Hacía tres meses que Ana y Vronsky viajaban por el extranjero.
Después de visitar Venecia, Roma y Nápoles, llegaron a una pequeña ciudad italiana donde pensaban permanecer algún tiempo.
El maestresala, arrogante mozo de pelo brillante partido por una raya que comenzaba en el mismo cogote, con frac y camisa blanca de batista, colgantes sobre su vientre varias baratijas, metidas las manos en los bolsillos y arrugando las cejas desdeñosamente, hablaba con altanería a un señor que estaba ante él.

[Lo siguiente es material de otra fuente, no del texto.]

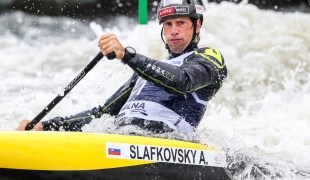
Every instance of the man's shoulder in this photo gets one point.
(213, 55)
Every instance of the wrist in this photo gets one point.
(129, 53)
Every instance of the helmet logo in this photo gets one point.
(168, 2)
(173, 10)
(199, 9)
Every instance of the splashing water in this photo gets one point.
(259, 117)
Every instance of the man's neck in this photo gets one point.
(190, 47)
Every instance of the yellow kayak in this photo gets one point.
(77, 155)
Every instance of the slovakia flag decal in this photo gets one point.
(114, 151)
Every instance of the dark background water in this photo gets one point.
(91, 9)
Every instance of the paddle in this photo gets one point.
(59, 97)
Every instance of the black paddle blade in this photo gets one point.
(111, 55)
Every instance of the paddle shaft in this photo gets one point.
(59, 97)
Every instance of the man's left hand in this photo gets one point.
(108, 43)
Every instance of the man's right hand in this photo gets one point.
(22, 125)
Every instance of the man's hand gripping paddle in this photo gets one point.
(77, 79)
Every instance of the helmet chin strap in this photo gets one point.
(191, 44)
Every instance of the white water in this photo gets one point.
(260, 116)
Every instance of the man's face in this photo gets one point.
(178, 33)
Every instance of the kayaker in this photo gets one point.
(167, 95)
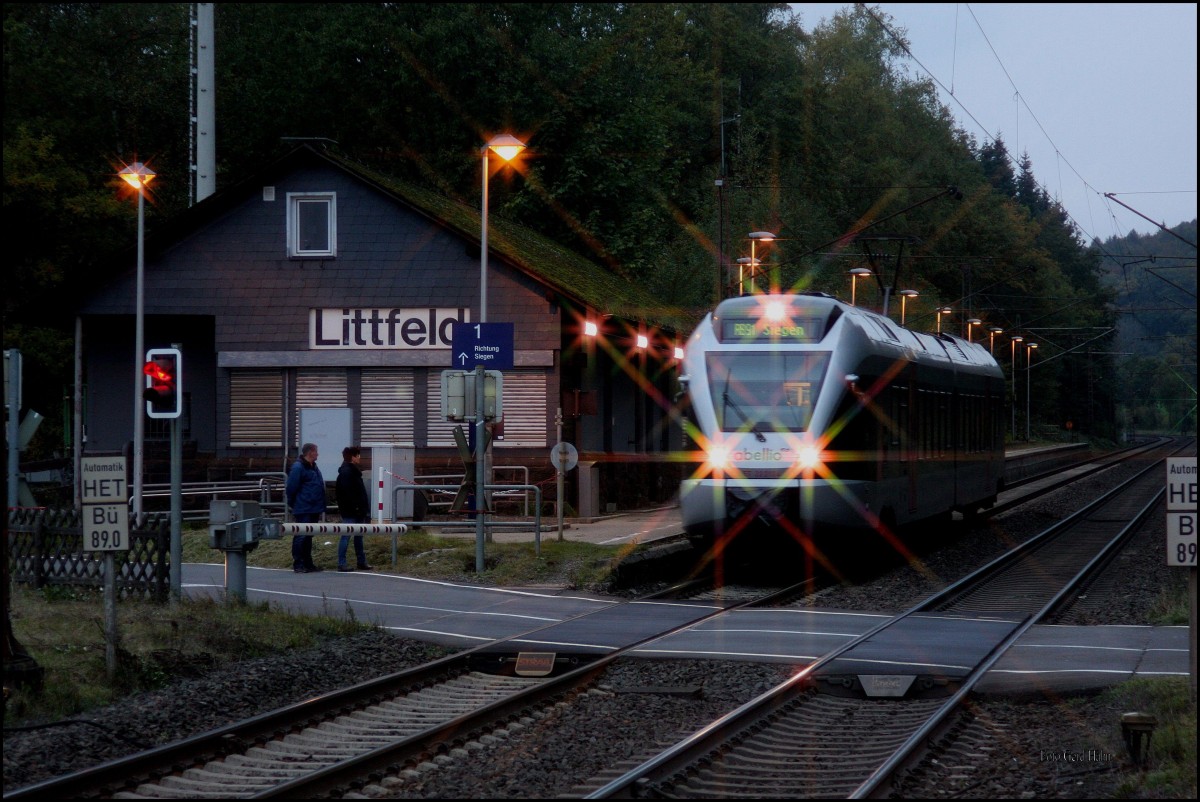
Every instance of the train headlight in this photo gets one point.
(808, 458)
(718, 458)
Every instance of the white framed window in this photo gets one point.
(312, 223)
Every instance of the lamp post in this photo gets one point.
(1029, 359)
(138, 175)
(993, 330)
(743, 263)
(1013, 405)
(905, 294)
(755, 238)
(945, 310)
(507, 147)
(855, 275)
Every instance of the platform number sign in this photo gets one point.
(106, 497)
(1181, 510)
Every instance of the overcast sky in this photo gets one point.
(1102, 96)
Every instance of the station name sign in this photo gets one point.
(384, 328)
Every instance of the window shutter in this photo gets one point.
(388, 410)
(256, 408)
(319, 388)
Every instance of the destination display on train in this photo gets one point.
(803, 329)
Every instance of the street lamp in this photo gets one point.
(138, 175)
(507, 147)
(753, 263)
(1029, 359)
(905, 294)
(755, 238)
(945, 310)
(1013, 405)
(993, 330)
(855, 275)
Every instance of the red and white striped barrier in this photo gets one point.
(383, 490)
(343, 528)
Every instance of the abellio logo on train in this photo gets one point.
(762, 455)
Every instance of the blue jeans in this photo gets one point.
(358, 544)
(301, 544)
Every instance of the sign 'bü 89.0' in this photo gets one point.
(1181, 510)
(106, 513)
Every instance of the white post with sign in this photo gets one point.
(1181, 537)
(106, 527)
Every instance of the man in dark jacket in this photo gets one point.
(353, 504)
(306, 500)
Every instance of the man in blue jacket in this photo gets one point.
(306, 498)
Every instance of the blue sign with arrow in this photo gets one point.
(483, 345)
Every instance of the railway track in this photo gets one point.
(349, 740)
(843, 729)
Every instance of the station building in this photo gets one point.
(321, 285)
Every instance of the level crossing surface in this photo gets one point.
(1055, 658)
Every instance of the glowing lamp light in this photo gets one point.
(505, 145)
(137, 175)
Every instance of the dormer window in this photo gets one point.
(312, 225)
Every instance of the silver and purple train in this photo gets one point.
(809, 416)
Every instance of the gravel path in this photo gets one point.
(1045, 747)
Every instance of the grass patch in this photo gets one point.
(425, 555)
(1173, 606)
(63, 629)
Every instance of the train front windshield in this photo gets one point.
(767, 390)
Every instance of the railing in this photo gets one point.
(264, 488)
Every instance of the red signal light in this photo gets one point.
(163, 394)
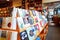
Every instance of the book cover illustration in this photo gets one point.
(13, 23)
(37, 27)
(6, 23)
(1, 22)
(13, 35)
(20, 23)
(33, 13)
(30, 20)
(3, 35)
(21, 13)
(24, 35)
(36, 20)
(31, 31)
(14, 12)
(38, 38)
(42, 23)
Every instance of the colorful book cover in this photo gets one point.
(20, 23)
(25, 20)
(21, 13)
(6, 23)
(30, 20)
(36, 20)
(1, 22)
(14, 12)
(37, 27)
(13, 36)
(38, 38)
(3, 35)
(13, 23)
(24, 35)
(33, 13)
(31, 32)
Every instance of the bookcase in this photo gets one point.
(23, 25)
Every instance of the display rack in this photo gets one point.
(41, 33)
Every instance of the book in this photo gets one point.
(3, 35)
(30, 20)
(24, 35)
(1, 22)
(21, 13)
(13, 23)
(9, 23)
(37, 27)
(20, 23)
(31, 32)
(38, 38)
(14, 12)
(13, 35)
(6, 23)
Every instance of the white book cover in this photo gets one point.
(6, 22)
(20, 22)
(14, 12)
(13, 23)
(14, 36)
(31, 33)
(21, 12)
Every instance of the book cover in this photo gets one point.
(31, 31)
(13, 35)
(1, 22)
(6, 23)
(13, 23)
(38, 38)
(37, 27)
(3, 35)
(30, 20)
(24, 35)
(20, 23)
(21, 13)
(14, 12)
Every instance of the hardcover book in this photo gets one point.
(24, 35)
(1, 22)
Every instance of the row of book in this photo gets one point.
(30, 23)
(12, 35)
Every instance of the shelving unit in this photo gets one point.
(42, 33)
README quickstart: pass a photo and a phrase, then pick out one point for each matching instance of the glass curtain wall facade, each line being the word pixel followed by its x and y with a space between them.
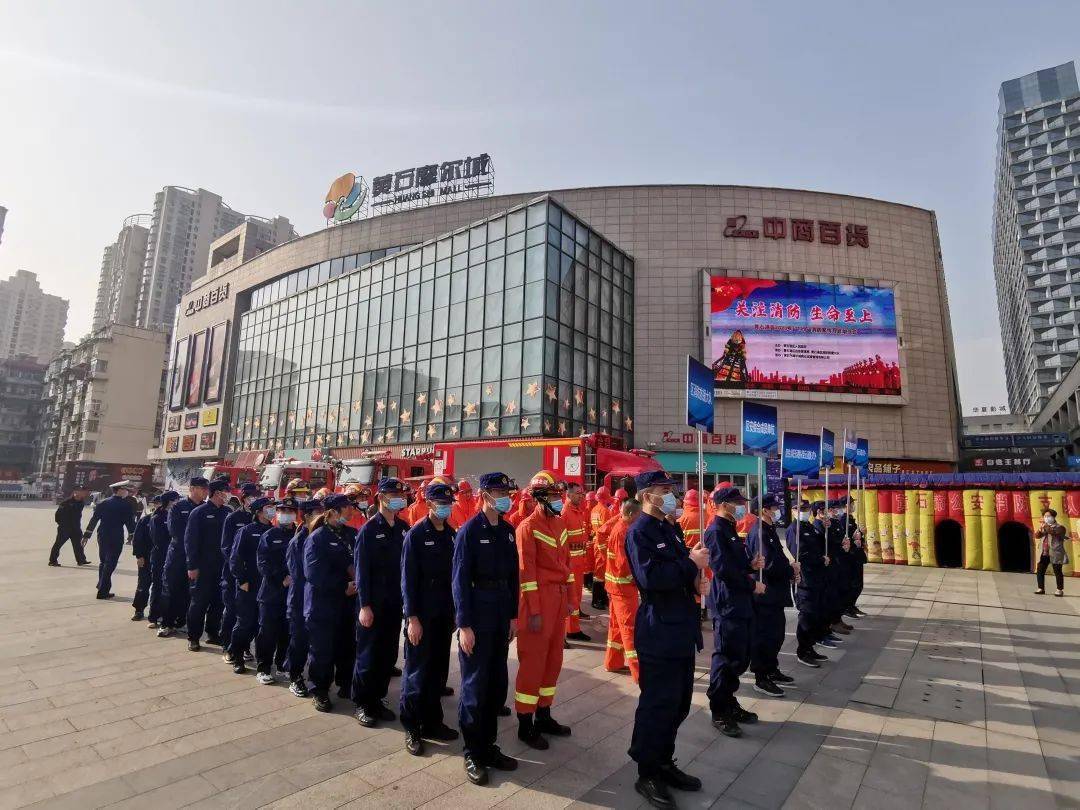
pixel 520 325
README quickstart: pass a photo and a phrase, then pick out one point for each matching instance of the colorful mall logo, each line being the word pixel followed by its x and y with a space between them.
pixel 347 196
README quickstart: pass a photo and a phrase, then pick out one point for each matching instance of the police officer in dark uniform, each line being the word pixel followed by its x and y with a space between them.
pixel 202 549
pixel 160 540
pixel 176 589
pixel 243 564
pixel 768 636
pixel 485 597
pixel 230 526
pixel 807 544
pixel 328 579
pixel 428 601
pixel 377 561
pixel 667 632
pixel 731 605
pixel 68 518
pixel 111 516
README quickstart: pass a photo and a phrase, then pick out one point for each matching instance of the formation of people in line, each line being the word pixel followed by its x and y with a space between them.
pixel 327 589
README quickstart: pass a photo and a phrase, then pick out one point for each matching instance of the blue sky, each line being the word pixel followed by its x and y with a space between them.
pixel 266 103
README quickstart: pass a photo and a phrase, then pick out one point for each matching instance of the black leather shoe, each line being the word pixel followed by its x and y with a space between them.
pixel 674 777
pixel 655 792
pixel 413 743
pixel 475 772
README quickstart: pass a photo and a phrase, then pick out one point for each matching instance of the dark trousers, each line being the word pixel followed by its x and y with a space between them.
pixel 730 660
pixel 376 656
pixel 768 637
pixel 142 588
pixel 297 644
pixel 64 536
pixel 1040 574
pixel 204 606
pixel 271 644
pixel 423 676
pixel 108 556
pixel 666 687
pixel 247 619
pixel 484 683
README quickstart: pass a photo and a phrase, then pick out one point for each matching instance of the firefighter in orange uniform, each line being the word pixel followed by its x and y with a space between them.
pixel 577 531
pixel 543 563
pixel 622 593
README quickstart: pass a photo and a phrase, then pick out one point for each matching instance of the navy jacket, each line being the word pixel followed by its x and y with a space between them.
pixel 270 559
pixel 326 563
pixel 778 571
pixel 667 620
pixel 485 580
pixel 378 559
pixel 731 592
pixel 427 571
pixel 111 516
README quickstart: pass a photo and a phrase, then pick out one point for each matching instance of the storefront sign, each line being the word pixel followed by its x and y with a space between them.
pixel 464 178
pixel 216 295
pixel 800 230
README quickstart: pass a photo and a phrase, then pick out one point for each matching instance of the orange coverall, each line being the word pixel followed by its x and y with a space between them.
pixel 622 603
pixel 577 530
pixel 543 563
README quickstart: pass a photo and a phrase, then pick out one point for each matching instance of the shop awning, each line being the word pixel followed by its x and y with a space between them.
pixel 620 462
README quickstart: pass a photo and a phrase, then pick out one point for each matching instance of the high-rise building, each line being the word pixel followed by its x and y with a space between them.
pixel 1037 231
pixel 31 322
pixel 118 286
pixel 184 224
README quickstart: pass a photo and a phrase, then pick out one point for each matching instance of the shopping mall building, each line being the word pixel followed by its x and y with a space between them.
pixel 555 313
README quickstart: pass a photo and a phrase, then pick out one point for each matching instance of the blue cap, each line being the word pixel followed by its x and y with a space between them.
pixel 392 485
pixel 728 495
pixel 439 493
pixel 653 478
pixel 495 481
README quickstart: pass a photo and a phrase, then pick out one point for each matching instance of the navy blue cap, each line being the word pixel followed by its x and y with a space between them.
pixel 495 481
pixel 392 485
pixel 439 493
pixel 728 495
pixel 653 478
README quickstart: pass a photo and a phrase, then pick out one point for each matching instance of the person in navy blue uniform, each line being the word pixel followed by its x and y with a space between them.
pixel 292 514
pixel 232 523
pixel 159 539
pixel 271 644
pixel 202 549
pixel 427 595
pixel 176 589
pixel 485 588
pixel 111 516
pixel 377 562
pixel 808 547
pixel 731 605
pixel 328 579
pixel 243 563
pixel 769 622
pixel 667 634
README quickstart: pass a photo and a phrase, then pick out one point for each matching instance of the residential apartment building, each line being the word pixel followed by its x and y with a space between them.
pixel 31 321
pixel 100 399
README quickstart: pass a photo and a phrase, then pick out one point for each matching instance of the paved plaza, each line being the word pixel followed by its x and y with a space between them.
pixel 959 690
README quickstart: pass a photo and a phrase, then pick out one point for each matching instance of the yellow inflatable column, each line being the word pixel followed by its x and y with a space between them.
pixel 989 530
pixel 925 503
pixel 972 529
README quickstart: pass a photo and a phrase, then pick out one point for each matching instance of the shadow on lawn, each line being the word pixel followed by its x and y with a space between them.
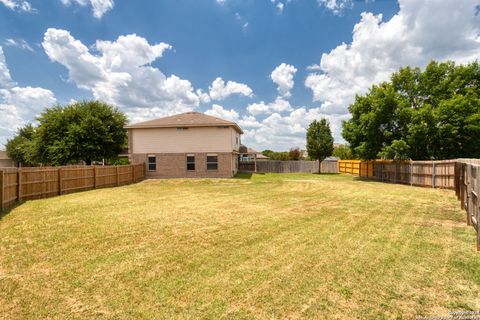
pixel 6 211
pixel 244 175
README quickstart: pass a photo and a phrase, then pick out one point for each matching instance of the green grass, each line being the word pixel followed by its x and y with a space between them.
pixel 267 247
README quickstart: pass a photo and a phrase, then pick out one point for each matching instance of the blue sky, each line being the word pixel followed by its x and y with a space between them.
pixel 170 53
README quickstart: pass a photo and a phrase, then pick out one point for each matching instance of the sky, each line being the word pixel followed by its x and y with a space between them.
pixel 272 66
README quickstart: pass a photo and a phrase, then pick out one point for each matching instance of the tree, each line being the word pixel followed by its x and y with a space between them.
pixel 319 141
pixel 82 131
pixel 22 148
pixel 429 114
pixel 343 152
pixel 294 154
pixel 398 150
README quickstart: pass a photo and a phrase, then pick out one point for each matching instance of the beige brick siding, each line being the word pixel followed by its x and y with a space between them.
pixel 174 165
pixel 193 139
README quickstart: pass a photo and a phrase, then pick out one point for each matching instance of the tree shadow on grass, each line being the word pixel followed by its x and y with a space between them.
pixel 243 175
pixel 6 211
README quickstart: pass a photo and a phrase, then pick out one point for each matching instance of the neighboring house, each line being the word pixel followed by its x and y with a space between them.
pixel 190 144
pixel 5 161
pixel 250 154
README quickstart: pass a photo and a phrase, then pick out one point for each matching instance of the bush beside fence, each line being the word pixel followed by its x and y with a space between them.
pixel 17 184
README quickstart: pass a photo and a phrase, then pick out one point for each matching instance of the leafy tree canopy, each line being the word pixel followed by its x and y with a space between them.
pixel 82 131
pixel 319 140
pixel 22 148
pixel 343 152
pixel 429 114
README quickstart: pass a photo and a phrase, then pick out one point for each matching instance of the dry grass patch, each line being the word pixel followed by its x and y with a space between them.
pixel 272 246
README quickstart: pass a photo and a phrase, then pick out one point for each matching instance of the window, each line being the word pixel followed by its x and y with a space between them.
pixel 212 162
pixel 152 163
pixel 190 162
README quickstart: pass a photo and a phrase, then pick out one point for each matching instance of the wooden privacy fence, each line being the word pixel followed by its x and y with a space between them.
pixel 462 175
pixel 467 189
pixel 435 174
pixel 274 166
pixel 17 184
pixel 356 167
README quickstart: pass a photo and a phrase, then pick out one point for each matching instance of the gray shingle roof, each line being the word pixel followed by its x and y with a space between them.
pixel 188 119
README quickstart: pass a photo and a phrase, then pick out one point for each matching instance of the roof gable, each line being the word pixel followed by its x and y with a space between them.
pixel 188 119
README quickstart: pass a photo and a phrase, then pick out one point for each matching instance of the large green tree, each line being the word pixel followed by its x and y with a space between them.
pixel 82 131
pixel 22 148
pixel 429 114
pixel 319 141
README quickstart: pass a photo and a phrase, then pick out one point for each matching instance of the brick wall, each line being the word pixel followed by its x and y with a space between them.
pixel 174 165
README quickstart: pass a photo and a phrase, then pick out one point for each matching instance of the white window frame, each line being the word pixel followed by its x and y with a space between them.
pixel 149 163
pixel 194 165
pixel 216 162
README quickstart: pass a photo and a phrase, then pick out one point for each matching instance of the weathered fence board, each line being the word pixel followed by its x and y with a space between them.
pixel 274 166
pixel 17 184
pixel 467 189
pixel 461 175
pixel 436 174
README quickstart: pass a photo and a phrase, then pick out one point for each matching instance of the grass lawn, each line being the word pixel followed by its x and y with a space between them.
pixel 267 247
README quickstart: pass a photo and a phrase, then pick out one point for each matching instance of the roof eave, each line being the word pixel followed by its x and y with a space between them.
pixel 133 126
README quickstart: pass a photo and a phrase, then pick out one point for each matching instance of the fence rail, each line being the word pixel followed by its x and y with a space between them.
pixel 435 174
pixel 17 184
pixel 467 189
pixel 461 175
pixel 277 166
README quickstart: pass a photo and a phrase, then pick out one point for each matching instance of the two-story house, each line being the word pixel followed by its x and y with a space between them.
pixel 190 144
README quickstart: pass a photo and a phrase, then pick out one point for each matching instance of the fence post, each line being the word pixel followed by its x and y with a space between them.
pixel 433 174
pixel 462 185
pixel 94 177
pixel 478 207
pixel 59 178
pixel 19 184
pixel 2 185
pixel 469 194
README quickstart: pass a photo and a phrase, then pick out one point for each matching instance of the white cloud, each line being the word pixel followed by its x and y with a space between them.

Al oír los pasos que subían la escalera lejos de la entrada, y viendo que era el conde ruso que ocupaba las mejores habitaciones del hotel, sacó respetuosamente las manos del bolsillo e, inclinándose, le explicó que el enviado había vuelto y que el alquiler del palacio era cosa resuelta. El encargado estaba conforme con las condiciones.
–Lo celebro –dijo Vronsky–. ¿Está en el hotel la señora?
–Salió a paseo y ha vuelto ya –repuso el maestresala.
Vronsky se quitó el sombrero flexible de anchas alas, se enjugó con el pañuelo el sudor de la frente y de los cabellos, que se dejaba crecer hasta la mitad de la oreja, peinándolos hacia atrás para cubrirse la calva, y después de mirar al hombre que hablaba con el maestresala, que parecía muy turbado, y el cual le miraba a su vez, se dispuso a salir.
–Este caballero es ruso y desea hablarle ––dijo el mayordomo.
Con un sentimiento de enojo de no poder rehuir en ningún sitio a los conocidos, y satisfecho a la vez de encontrar algún entretenimiento en la monotonía de su vida, Vronsky miró otra vez a aquel señor que se había apartado y por un momento brillaron los ojos de los dos.
–¡Golenischev!
–¡Vronsky!
Era, en efecto, Golenischev, compañero de Vronsky en el Cuerpo de Pajes.
Durante su estancia allí, Golenischev había pertenecido al partido liberal. Del Cuerpo de Pajes había salido con un título civil, sin ninguna intención de entrar en servicio. Desde entonces se habían visto sólo una vez, y en aquella ocasión, Vronsky comprendió que su amigo, habiendo elegido una actividad liberal a intelectual, despreciaba su título y su camera militar. Por esto, al verle, le trató con aquella fría altivez que él sabía y con la cual parecía querer decir: «Puede gustarte o no mi modo de vivir; me es igual. Pero, si quieres tratarme, me has de respetar».
Golenischev se había mantenido despectivamente indiferente al tono de Vronsky. De modo que aquel encuentro les separó aún más. Y, no obstante, ahora los dos, al verse, lanzaron una exclamación de alegría.
Vronsky no podía esperar que le alegrase tanto el encuentro con aquel amigo, pero se debía seguramente a que él mismo ignoraba hasta qué punto se aburría. Olvidó la ingrata impresión del último encuentro y con rostro alegre y franco tendió la mano a su ex compañero.
Igual expresión de contento substituyó a la expresión inquieta que un momento antes se dibujaba en el rostro de Golenischev
–¡Cuánto celebro verte! –dijo Vronsky, mostrando, al sonreír amistosamente, sus dientes blancos y fuertes.
–Yo supe que había aquí un Vronsky, pero ignoraba que fueras tú. Siento una alegría sincera.
–Entra, haz el favor... Y ¿qué haces aquí?
–Trabajar. Llevo aquí más de un año.
–¡Ah! ––dijo Vronsky con interés–. Pasa, pasa.
Y, siguiendo la costumbre rusa de hablar en francés cuando no se quiere ser entendido por los criados, Vronsky dijo en aquella lengua:
–¿Conoces a la Karenina? Viajamos juntos –y, al hablar, miraba intencionadamente a Golenischev–. Voy a verla ahora.